Microsoft Entra Application Proxy provides secure remote access to on-premises web apps. Microsoft says users can access on-premises apps through an external URL or internal application portal after SSO to Microsoft Entra ID. (Microsoft Learn)
Azure Application Proxy Architecture
flowchart TB
U[Remote User] --> URL[External URL]
URL --> ENTRA[Microsoft Entra ID Login]
ENTRA --> CAP[Conditional Access / MFA]
CAP --> APPSVC[Application Proxy Cloud Service]

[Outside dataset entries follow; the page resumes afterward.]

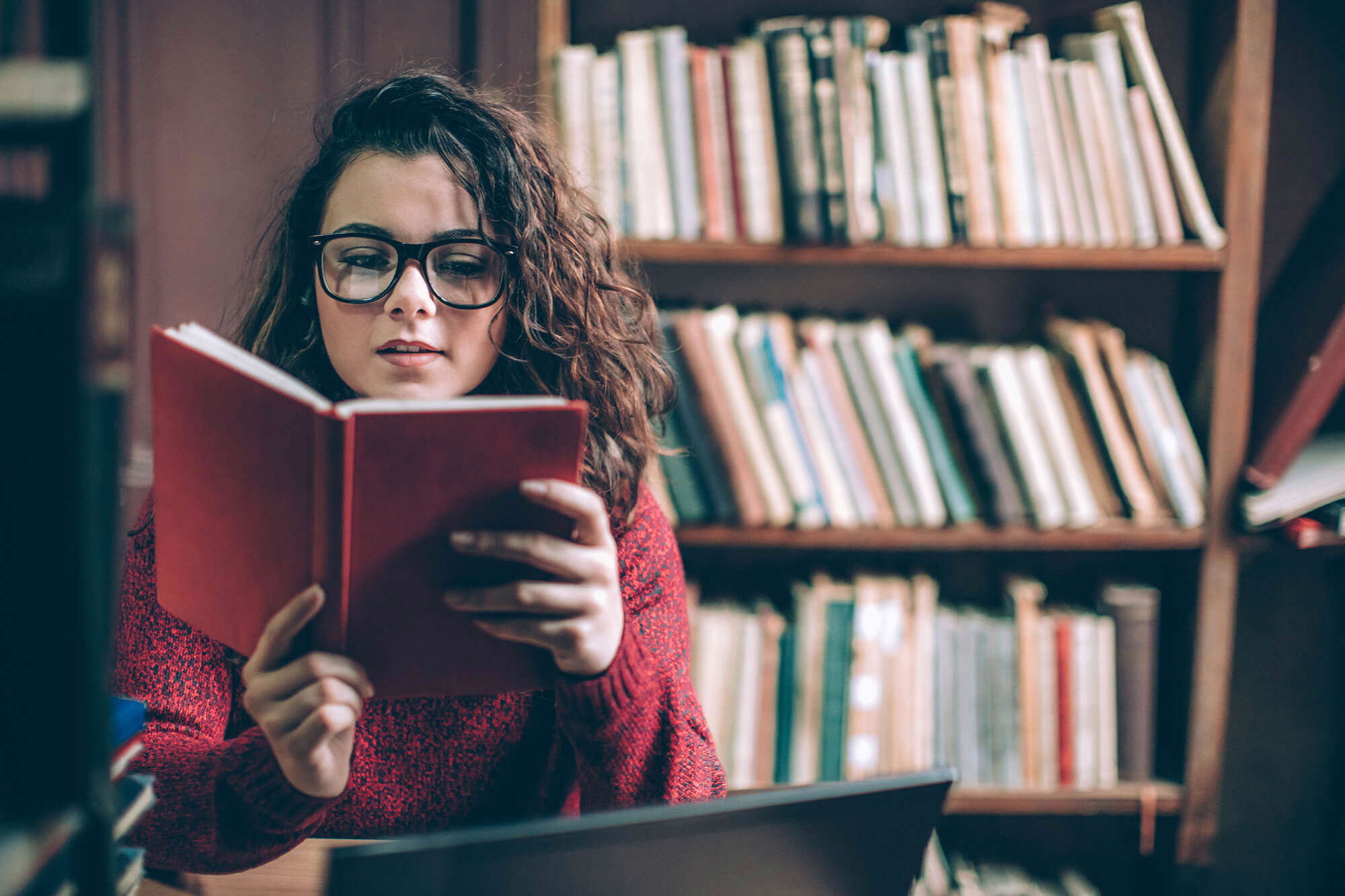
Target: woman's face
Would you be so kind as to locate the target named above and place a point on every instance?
(410, 201)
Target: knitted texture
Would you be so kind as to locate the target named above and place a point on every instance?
(634, 735)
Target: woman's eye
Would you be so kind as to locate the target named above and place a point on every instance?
(462, 267)
(365, 261)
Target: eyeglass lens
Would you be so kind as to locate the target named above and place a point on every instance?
(360, 268)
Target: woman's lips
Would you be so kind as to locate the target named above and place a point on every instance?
(411, 358)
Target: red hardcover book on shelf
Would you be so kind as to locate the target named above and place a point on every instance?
(1065, 682)
(263, 486)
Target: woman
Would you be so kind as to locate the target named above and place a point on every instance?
(436, 247)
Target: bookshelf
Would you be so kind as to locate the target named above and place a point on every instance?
(970, 537)
(56, 633)
(1208, 300)
(1186, 257)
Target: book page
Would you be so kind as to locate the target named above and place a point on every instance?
(247, 364)
(346, 409)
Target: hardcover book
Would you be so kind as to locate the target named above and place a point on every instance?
(264, 486)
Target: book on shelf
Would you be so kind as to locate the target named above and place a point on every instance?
(249, 462)
(879, 674)
(845, 424)
(856, 130)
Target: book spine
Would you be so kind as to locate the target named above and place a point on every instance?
(1106, 54)
(946, 106)
(1156, 169)
(1081, 100)
(1136, 612)
(1081, 190)
(827, 107)
(1055, 167)
(333, 471)
(931, 192)
(1065, 701)
(1128, 19)
(965, 63)
(676, 83)
(792, 83)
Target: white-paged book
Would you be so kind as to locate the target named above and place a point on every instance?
(895, 175)
(935, 229)
(609, 174)
(876, 342)
(575, 108)
(1128, 21)
(1062, 448)
(648, 179)
(1316, 478)
(679, 135)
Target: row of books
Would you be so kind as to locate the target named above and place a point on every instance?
(822, 423)
(875, 676)
(25, 173)
(954, 873)
(134, 795)
(809, 131)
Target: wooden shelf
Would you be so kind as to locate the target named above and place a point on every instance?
(1190, 256)
(960, 538)
(1124, 799)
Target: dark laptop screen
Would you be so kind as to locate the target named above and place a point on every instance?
(857, 837)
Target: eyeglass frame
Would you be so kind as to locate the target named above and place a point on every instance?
(406, 252)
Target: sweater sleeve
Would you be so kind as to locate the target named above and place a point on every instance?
(224, 805)
(638, 731)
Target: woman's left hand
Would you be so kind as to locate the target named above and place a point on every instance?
(579, 618)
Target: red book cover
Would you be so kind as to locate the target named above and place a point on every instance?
(1296, 420)
(262, 487)
(1065, 727)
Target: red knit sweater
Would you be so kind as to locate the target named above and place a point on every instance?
(633, 735)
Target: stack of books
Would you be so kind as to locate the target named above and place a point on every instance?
(808, 130)
(875, 676)
(54, 862)
(134, 794)
(1297, 473)
(821, 423)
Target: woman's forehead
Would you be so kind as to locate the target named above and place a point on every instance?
(414, 198)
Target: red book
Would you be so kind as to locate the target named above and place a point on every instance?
(263, 486)
(1320, 380)
(1065, 727)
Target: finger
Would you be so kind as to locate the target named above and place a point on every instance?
(556, 635)
(282, 628)
(529, 598)
(323, 723)
(301, 673)
(290, 715)
(566, 559)
(579, 503)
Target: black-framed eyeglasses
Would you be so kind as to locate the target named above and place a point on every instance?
(465, 272)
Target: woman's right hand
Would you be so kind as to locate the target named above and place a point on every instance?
(306, 706)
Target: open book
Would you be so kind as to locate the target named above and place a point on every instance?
(264, 486)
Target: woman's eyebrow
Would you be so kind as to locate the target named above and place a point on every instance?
(375, 231)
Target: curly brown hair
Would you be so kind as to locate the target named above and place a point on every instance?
(579, 325)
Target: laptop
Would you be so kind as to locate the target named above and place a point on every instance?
(836, 838)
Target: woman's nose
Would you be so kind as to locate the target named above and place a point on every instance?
(411, 295)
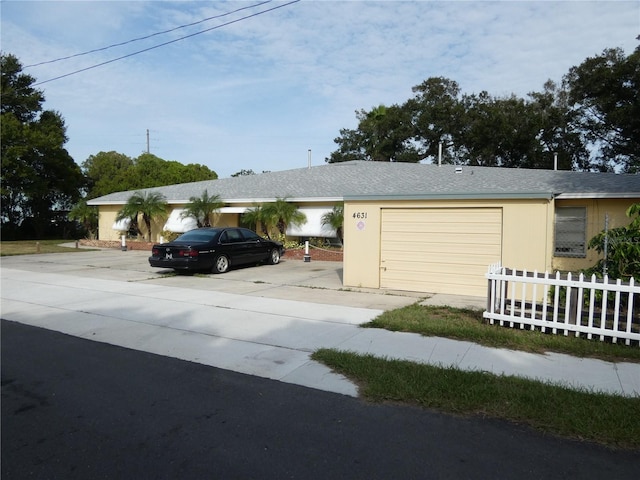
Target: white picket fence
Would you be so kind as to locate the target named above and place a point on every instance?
(562, 303)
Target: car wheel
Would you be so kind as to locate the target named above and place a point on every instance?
(274, 257)
(220, 264)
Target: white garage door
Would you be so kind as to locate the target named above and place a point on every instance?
(439, 250)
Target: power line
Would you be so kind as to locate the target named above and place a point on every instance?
(147, 36)
(164, 44)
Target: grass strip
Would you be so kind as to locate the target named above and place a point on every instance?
(579, 414)
(30, 247)
(468, 325)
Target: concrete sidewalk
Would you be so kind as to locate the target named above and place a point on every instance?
(262, 321)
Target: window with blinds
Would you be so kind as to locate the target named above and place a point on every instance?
(570, 232)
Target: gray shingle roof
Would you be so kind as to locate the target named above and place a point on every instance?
(360, 179)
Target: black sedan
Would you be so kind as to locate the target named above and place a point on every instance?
(215, 249)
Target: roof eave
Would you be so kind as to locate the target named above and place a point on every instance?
(569, 196)
(454, 196)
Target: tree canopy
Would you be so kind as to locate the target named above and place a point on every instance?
(203, 208)
(151, 205)
(39, 177)
(591, 121)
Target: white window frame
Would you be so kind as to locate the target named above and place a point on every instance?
(570, 228)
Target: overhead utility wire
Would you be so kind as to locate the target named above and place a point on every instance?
(164, 44)
(147, 36)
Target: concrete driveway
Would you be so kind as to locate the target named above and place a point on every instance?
(263, 321)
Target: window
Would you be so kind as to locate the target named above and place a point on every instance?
(570, 232)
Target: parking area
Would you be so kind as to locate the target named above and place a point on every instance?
(315, 281)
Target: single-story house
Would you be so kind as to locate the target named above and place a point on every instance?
(427, 228)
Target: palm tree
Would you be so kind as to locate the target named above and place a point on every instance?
(203, 208)
(86, 215)
(151, 205)
(285, 214)
(335, 219)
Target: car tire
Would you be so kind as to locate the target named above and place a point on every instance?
(220, 264)
(274, 257)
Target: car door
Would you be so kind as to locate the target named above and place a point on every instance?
(231, 243)
(257, 249)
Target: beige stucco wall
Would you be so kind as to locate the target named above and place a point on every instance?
(597, 209)
(526, 239)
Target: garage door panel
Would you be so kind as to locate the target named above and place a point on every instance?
(428, 261)
(445, 215)
(431, 228)
(443, 250)
(444, 241)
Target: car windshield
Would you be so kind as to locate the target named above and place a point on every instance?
(198, 236)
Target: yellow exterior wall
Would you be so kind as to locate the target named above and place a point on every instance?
(597, 209)
(107, 216)
(527, 234)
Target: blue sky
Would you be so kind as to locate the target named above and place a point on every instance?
(261, 92)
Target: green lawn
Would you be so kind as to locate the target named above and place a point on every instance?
(595, 417)
(469, 325)
(600, 418)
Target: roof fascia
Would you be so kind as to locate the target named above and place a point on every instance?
(570, 196)
(454, 196)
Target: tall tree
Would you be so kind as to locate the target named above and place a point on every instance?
(114, 172)
(383, 135)
(87, 216)
(604, 92)
(151, 205)
(39, 177)
(106, 172)
(203, 208)
(475, 129)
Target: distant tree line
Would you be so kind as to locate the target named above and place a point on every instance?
(43, 190)
(590, 121)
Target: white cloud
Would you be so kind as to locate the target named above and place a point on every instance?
(257, 94)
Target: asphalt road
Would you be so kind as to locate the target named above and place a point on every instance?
(77, 409)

subgraph PrivateNetwork[Private Network / On-Prem]
CONN[Private Network Connector]
APP[Internal Web App]
end
APPSVC --> CONN
CONN --> APP
ENTRA --> LOGS[Sign-in Logs / Audit Logs]
How Azure Application Proxy Works
sequenceDiagram
participant User
participant Entra as Microsoft Entra ID
participant Proxy as App Proxy Service
participant Connector as Private Network Connector
participant App as On-Prem App
User->>Proxy: Open external app URL
Proxy->>Entra: Redirect for sign-in
Entra->>User: Login + MFA / Conditional Access
User->>Proxy: Sends token after successful sign-in
Proxy->>Connector: Forward authorized request
Connector->>App: Send request to internal app
App-->>Connector: App response
Connector-->>Proxy: Return response
Proxy-->>User: Show app
Microsoft explains that Application Proxy includes a cloud service and a private network connector installed on an on-premises server. The connector uses outbound connections, so you do not need to open inbound firewall ports. (Microsoft Learn)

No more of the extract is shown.